END (north) ELEVATION: small square window to first floor.
INTERIOR: Ground floor with intact loose boxes with wrought iron columns and with central staircase to first floor. First floor divided into three rooms with exposed roof trusses.
SCREEN WALL: Lower part of brick, rising in centre to form double-height arched opening. This linked to corner eaves of coachhouse and stable range to either side of the arch by two tapering, square sectioned stone columns.
FLANKING WALLS: of brick, c2.5m high, dropping in quarter-round shape to meet stone gateposts defining a broad entrance.
SECONDARY YARD: beyond the entrance defined by the flanking walls is a second, slip-like yard, closed at it's west end by a single-storey brick building extending northward from the stables. Freestanding outbuildings are mapped at, and just beyond, the east end of the yard (no details available).

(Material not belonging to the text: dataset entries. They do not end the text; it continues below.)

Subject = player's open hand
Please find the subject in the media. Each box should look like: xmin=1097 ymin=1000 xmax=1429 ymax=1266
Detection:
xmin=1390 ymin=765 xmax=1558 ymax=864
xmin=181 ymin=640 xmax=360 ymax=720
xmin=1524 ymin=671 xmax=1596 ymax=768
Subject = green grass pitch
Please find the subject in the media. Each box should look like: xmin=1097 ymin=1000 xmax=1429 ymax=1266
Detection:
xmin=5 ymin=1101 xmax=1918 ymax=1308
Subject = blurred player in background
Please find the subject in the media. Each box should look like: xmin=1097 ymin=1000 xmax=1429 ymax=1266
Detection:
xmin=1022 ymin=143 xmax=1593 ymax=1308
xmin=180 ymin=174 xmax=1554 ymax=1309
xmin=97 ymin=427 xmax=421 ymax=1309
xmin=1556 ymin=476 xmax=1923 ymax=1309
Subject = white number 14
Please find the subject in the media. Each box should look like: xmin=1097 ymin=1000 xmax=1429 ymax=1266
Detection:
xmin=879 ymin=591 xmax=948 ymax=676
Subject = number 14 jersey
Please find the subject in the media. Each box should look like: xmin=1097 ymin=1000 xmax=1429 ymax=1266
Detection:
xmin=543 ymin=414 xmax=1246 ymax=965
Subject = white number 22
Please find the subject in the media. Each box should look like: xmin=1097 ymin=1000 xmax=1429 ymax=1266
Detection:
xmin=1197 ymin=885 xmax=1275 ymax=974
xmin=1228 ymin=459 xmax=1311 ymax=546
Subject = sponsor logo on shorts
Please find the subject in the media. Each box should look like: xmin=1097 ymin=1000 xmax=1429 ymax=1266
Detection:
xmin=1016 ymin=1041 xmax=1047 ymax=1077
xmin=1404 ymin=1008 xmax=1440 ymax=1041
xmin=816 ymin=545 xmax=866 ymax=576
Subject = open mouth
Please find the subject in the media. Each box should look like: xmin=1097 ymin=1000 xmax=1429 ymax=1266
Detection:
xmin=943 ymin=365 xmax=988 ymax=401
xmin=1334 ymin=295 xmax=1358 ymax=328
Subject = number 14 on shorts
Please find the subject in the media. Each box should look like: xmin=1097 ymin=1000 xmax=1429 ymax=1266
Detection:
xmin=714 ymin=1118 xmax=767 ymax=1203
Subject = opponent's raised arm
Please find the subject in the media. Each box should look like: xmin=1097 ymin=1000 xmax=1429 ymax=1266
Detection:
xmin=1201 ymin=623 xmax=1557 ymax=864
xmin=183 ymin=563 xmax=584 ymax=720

HISTORY: Cliffe Hill, the adjoining mansion, is believed to have been built in 1775. The stables and coach house complex are of similar date, and are more than purely functional: they were designed to impress, as were the modest, park-like grounds in which the house was set, and were designed in a fashionable Neo-classical manner with a particularly unusual screen wall. The stable range and attached enclosure walls form a group with the former coach house, now dwelling (q.v.) which faces the stable across the courtyard.